Thanks to the latest round of Cashback for Communities funding, over the next three years we will be working alongside Scotland’s five secure units to support young people and their families.
Family breakdown is by far the most immediate trigger for youth homelessness in Scotland, with poverty playing a key underlying role. Disproportionately, those with experience of homelessness, including a high percentage of Scotland’s prison population, will have had prior experience of the care system.
At any one time in Scotland, up to 84 young people can be in secure accommodation. The aim of such secure care units is ‘to provide intensive support and safe boundaries to help these highly vulnerable children re-engage and move forward positively in their communities’.

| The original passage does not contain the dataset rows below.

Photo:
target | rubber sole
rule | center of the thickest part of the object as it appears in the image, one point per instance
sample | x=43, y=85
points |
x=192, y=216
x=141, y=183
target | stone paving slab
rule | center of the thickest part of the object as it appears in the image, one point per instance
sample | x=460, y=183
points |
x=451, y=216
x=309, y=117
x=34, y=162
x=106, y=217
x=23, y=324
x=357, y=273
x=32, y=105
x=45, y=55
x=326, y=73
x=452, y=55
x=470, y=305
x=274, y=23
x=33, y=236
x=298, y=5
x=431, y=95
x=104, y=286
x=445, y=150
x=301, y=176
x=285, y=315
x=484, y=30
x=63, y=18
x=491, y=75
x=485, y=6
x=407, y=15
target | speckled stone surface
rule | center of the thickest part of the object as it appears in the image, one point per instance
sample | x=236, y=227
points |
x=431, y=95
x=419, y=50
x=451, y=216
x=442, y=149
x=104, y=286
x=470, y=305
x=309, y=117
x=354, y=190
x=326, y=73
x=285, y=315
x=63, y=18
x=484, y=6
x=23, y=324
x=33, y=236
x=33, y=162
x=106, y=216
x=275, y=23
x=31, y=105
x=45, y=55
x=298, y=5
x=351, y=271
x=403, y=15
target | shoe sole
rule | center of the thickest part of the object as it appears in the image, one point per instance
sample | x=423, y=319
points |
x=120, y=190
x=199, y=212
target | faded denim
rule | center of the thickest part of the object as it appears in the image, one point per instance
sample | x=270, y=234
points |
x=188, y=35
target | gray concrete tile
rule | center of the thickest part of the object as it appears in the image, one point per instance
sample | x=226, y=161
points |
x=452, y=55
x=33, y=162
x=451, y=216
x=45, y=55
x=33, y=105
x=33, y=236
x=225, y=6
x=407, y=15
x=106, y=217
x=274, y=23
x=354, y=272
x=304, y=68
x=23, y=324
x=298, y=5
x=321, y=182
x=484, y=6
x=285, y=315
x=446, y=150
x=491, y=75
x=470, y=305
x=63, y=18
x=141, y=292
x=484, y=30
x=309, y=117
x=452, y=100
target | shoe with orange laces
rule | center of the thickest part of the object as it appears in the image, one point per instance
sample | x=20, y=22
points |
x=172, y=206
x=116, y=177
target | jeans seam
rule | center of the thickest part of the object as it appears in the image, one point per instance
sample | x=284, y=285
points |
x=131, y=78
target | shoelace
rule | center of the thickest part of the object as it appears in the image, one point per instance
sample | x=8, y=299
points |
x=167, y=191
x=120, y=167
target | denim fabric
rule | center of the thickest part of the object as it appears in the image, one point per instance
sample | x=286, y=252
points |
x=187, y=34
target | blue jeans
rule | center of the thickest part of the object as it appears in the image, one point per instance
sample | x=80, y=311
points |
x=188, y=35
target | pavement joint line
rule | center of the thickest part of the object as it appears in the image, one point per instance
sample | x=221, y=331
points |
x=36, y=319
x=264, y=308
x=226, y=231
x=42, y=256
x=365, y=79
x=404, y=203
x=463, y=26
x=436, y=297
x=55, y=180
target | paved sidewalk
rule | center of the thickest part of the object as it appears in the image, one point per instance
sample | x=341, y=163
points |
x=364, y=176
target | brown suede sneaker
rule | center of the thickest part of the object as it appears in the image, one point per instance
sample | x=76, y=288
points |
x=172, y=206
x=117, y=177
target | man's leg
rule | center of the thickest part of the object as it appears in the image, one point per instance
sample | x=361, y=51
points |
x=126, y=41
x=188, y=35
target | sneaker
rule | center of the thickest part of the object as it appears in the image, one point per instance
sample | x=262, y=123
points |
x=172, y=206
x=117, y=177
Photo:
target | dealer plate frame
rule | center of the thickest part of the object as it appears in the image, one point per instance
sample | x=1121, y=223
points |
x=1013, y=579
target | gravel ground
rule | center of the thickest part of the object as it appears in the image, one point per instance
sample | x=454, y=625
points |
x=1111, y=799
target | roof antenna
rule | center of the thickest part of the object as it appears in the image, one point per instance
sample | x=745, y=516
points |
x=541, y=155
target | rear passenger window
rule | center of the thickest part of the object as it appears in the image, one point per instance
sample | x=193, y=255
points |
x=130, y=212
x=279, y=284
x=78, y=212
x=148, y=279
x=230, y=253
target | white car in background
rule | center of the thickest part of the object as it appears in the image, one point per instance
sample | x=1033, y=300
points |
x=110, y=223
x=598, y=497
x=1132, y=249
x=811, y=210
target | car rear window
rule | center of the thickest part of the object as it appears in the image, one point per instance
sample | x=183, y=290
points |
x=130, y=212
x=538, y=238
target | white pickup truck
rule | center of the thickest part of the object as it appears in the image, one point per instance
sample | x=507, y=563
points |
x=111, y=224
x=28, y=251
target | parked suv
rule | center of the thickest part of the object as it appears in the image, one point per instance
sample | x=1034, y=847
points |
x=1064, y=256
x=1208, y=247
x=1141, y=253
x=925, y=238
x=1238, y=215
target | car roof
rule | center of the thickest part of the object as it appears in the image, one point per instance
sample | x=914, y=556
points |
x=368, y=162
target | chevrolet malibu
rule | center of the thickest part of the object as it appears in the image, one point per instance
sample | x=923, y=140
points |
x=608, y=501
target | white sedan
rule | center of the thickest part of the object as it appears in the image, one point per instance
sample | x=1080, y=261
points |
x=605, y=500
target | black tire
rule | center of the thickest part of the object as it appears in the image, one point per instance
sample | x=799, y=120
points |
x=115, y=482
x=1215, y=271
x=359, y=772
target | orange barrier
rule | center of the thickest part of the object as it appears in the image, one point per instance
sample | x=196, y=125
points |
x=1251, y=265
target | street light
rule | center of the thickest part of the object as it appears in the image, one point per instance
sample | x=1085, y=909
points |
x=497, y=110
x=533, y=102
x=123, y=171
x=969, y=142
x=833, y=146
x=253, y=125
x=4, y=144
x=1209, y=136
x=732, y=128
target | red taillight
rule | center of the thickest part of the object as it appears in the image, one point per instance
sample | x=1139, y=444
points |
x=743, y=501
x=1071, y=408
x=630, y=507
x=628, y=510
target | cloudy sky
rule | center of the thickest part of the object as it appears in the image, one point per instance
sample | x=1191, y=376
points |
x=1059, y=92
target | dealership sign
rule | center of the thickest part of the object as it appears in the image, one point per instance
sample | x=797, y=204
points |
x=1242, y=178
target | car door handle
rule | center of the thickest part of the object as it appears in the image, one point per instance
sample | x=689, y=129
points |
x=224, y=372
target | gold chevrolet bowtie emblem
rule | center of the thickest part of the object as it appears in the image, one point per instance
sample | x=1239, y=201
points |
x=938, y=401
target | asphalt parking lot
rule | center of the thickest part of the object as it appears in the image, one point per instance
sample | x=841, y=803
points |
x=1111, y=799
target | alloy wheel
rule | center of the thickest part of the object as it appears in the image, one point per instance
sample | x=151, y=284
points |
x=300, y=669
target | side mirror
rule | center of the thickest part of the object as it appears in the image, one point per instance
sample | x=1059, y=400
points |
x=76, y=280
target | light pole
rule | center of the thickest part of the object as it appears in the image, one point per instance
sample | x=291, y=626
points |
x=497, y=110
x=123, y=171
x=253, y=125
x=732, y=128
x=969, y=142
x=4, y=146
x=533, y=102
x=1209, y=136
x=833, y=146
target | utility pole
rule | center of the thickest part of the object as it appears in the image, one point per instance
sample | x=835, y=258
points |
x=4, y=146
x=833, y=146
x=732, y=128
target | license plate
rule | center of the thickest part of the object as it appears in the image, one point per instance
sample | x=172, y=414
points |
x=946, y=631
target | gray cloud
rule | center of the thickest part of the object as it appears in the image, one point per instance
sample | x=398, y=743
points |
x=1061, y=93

Until now, there has been no national approach to offering the same level of support to young people and their families upon entering and leaving care across all five units in Scotland. Without support, the issues affecting families and young people – whether the impact of earlier ACEs (adverse childhood experiences), low income and related stresses – can be left unchecked. Communication can break down, and relationships can fracture, with devastating consequences for the young person, their families and the wider community.
Our new ‘Keeping Families Together’ project, launched in 2020, supports young people aged 12+ in secure accommodation and their families at the point of admission, and those who are in the process of returning home. Building on our award-winning ‘Amber’ model of mediation and support, we are offering 1-to-1 support from skilled mediators, practical support for each family member, and conflict resolution workshops. Through this we will help build positive relationships, promote better communication, and reduce the potential for future conflict and its further consequences.
Strong, positive relationships are essential to a person’s health and wellbeing, and that could not be truer for young people. At what can only be an enormously stressful and difficult period in a young person’s life, it is only right that both the young person and the rest of the family receive the support they need to maintain and rebuild those relationships, and for the young person, where possible, to return home to a positive environment.